Depuis la fin de la crise sanitaire, plusieurs aéroports sont ponctuellement confrontés, en période de haute saison, à des problèmes de saturation notamment à Marrakech et à Casablanca. C’est pourquoi une stratégie de renforcement de leur capacité d’accueil a été lancée, dont le chantier le plus important concernera l’aéroport Mohammed V qui pourra traiter 34 millions de passagers contre 14 actuellement.
Pas de deuxième aéroport à Casablanca, mais une transformation de l’existant
« Contrairement à certaines interprétations véhiculées dans la presse, le ministre du Transport n’a pas annoncé la construction d’un deuxième aéroport à Casablanca, mais plutôt l’extension de celui qui existe déjà en le dotant d’un troisième terminal et d’une nouvelle piste qui permettront d’accueillir 20 millions de passagers supplémentaires par an, soit bien plus que les 14 millions qu’il permet de traiter actuellement », nous confirme une source autorisée, étroitement concernée par l’extension du parc aéroportuaire du Maroc, constitué de 21 aérogares dont 18 desservant des vols internationaux.
Et d’expliquer que la confusion vient de la nature des nombreux chantiers programmés qui transformeront l’aéroport Mohammed V en un méga-hub international, lui donnant un nouveau souffle aussi bien en termes de capacité d’accueil que de qualité des services offerts, « comme s’il venait juste de sortir de terre ».
À la question de savoir si la réserve disponible de foncier était suffisante pour transformer l’infrastructure existante, notre source se veut plus que rassurante en précisant que le futur aéroport Mohammed V sera l’un des plus importants du continent africain en termes de superficie couverte et de qualité de services.

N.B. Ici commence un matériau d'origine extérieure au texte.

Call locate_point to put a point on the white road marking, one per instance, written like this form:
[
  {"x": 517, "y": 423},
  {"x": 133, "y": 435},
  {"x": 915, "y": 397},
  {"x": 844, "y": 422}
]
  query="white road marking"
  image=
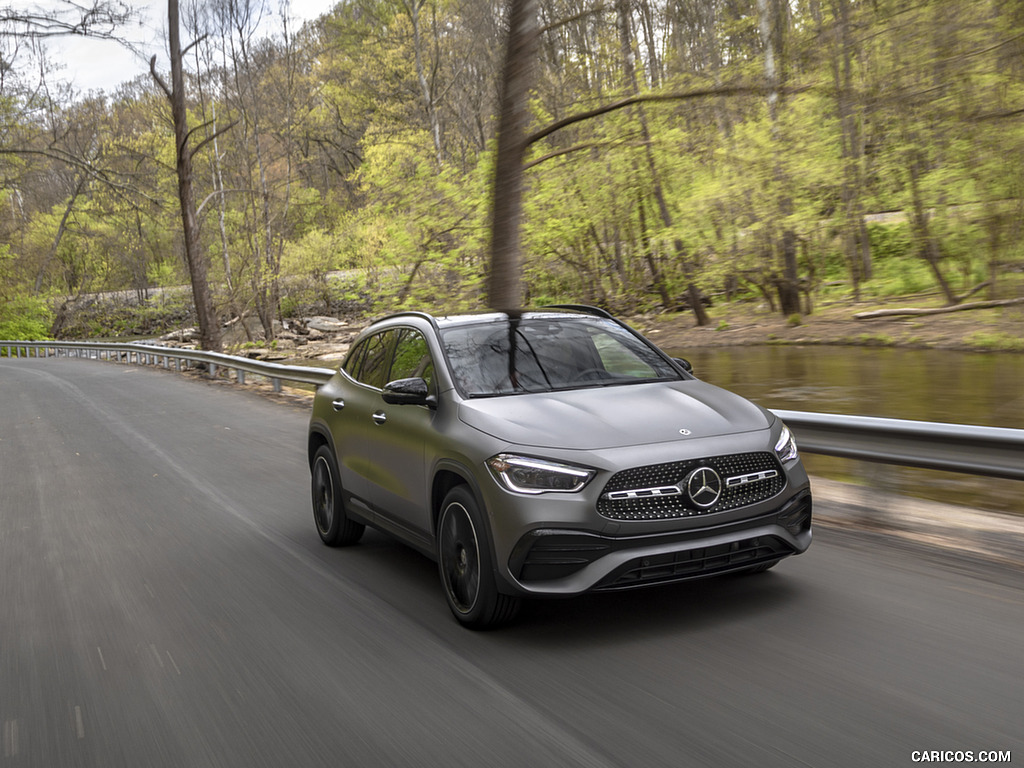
[{"x": 9, "y": 738}]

« Les travaux d’extension devraient durer 4 ans »
Porté par l’ONDA, ce projet, dont les études de faisabilité sont désormais achevées, devrait bientôt passer à la phase de lancement de plusieurs appels d’offres pour entamer les travaux de construction du futur navire amiral du parc aéroportuaire de l’ONDA.
S’il faudra attendre les résultats de l’adjudication des appels d’offres pour connaître la date du début des travaux de transformation, notre interlocuteur révèle que la deadline de livraison du nouvel ensemble, qui sera doté de trois terminaux aux normes et standards plus avancés, a d’ores et déjà été fixée à 2029, soit une année avant le début du Mondial 2030.
« Chacun des trois terminaux sera réservé à une clientèle distincte »
« Entre la construction du troisième terminal et de la nouvelle piste, l’amélioration du circuit des deux terminaux existants et de la qualité de leurs prestations, les compagnies étrangères régulières et low cost disposeront d’un espace réservé pour optimiser le traitement de leur clientèle », résume un autre professionnel de l’ONDA, en ajoutant que les passagers de Royal Air Maroc seront traités à l’avenir dans un terminal dédié.
Avec l’objectif de quadrupler sa flotte d’ici 2037 et de multiplier le nombre de ses lignes internationales, la compagnie nationale pourra en effet utiliser un des terminaux de l’aéroport de Casablanca comme hub stratégique qui permettra de relier le Maroc à tous les continents desservis par la RAM.
« Le nouveau terminal sera réservé aux compagnies étrangères »
Sachant que les compagnies internationales qui desservent plus de 50 destinations charrient des touristes issus de marchés traditionnels ou émergents, dont le nombre ne cesse de croître chaque année, notre interlocuteur estime que le troisième terminal, capable de traiter 20 millions de passagers par an, sera réservé « en toute logique » aux transporteurs étrangers.
Ainsi, le traitement séparé des passagers des transporteurs étrangers, de RAM et des vols vers La Mecque permettra, selon lui, de mieux gérer le flux toujours croissant des visiteurs, notamment ceux issus des vols long-courriers comme Pékin, Toronto, São Paulo, Miami…
Pour conclure, un directeur d’aéroport nous confie que la priorité actuelle de l’ONDA n’est pas de construire de nouveaux aéroports internationaux, mais d’être prêts à affronter l’échéance de 2030, avec une offre adaptée à la demande croissante.